1) Эссе Шамшада Абдуллаева собраны в книге “Двойной полдень”. См.: Абдуллаев Ш. Двойной полдень. СПб., 2000.
2) Абдуллаев Ш. Атмосфера и стиль // Абдуллаев Ш. Двойной полдень. С. 179.
3) Там же. С. 179.
4) См. эссе Шамшада Абдуллаева “Тоска по Средиземноморью”, “Поэзия и вещь”, “Коэлет: одно стихотворение”, “Италия, фильм”. Подробнее о влиянии художественных традиций на поэтику Ш. Абдуллаева и поэтов “ферганской школы” см.: Кукулин И. Фотография внутренности кофейной чашки // НЛО. 2002. № 54. С. 275.
5) См.: Мерло-Понти М. Око и дух.
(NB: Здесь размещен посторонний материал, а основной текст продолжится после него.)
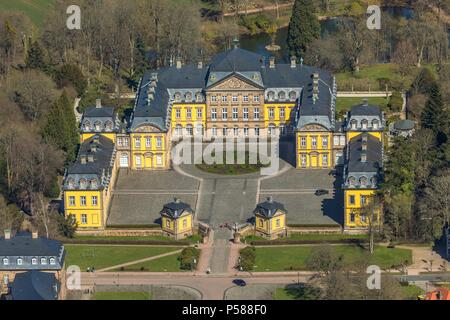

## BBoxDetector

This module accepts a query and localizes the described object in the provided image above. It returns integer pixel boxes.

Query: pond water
[239,7,444,62]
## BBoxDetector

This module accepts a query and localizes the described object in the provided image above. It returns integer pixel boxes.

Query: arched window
[361,119,369,130]
[105,120,113,131]
[80,178,87,189]
[359,177,367,187]
[289,91,297,100]
[372,119,379,129]
[347,177,356,186]
[83,120,91,131]
[94,121,102,132]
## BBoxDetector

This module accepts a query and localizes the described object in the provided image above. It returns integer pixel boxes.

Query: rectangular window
[348,195,355,204]
[322,137,328,149]
[222,108,228,120]
[311,137,317,149]
[242,108,248,120]
[233,108,238,120]
[322,154,328,167]
[253,108,259,120]
[300,137,306,148]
М., 1992. С. 9 — 15.
6) Абдуллаев Ш. Поэзия и вещь // Абдуллаев Ш. Двойной полдень. С. 189. См. также в этом издании: С. 166, 175, 196, 241.
7) Одно из стихотворений Шамшада Абдуллаева называется “На стороне камней”.
8) Абдуллаев Ш. Поэзия и местность // Абдуллаев Ш. Двойной полдень. С. 241.
9) Элиот Т.С. Традиция и индивидуальный талант // Элиот Т.С. Назначение поэзии. М., 1997. С. 161.
10) Там же. С. 166.
11) Абдуллаев Ш. Тишина и крик Александра Рехвиашвили // Абдуллаев Ш. Двойной полдень. С. 222.
12) Абдуллаев Ш. Чтение // Абдуллаев Ш. Двойной полдень. С. 167.
13) Абдуллаев Ш. Поэзия и смерть // Абдуллаев Ш. Двойной полдень. С. 171.
14) Абдуллаев Ш. По поводу рассказа “Пляж” Алена Роб-Грийе // Абдуллаев Ш. Двойной полдень. С. 200.
15) Кукулин И. Указ. соч. С. 275.
16) Там же. С. 275.
17) Абдуллаев Ш. Стихотворение: страх перед реальностью // Абдуллаев Ш. Двойной полдень. С. 193.
18) Абдуллаев Ш. Приближение к А.Д. // Абдуллаев Ш. Двойной полдень. С. 187.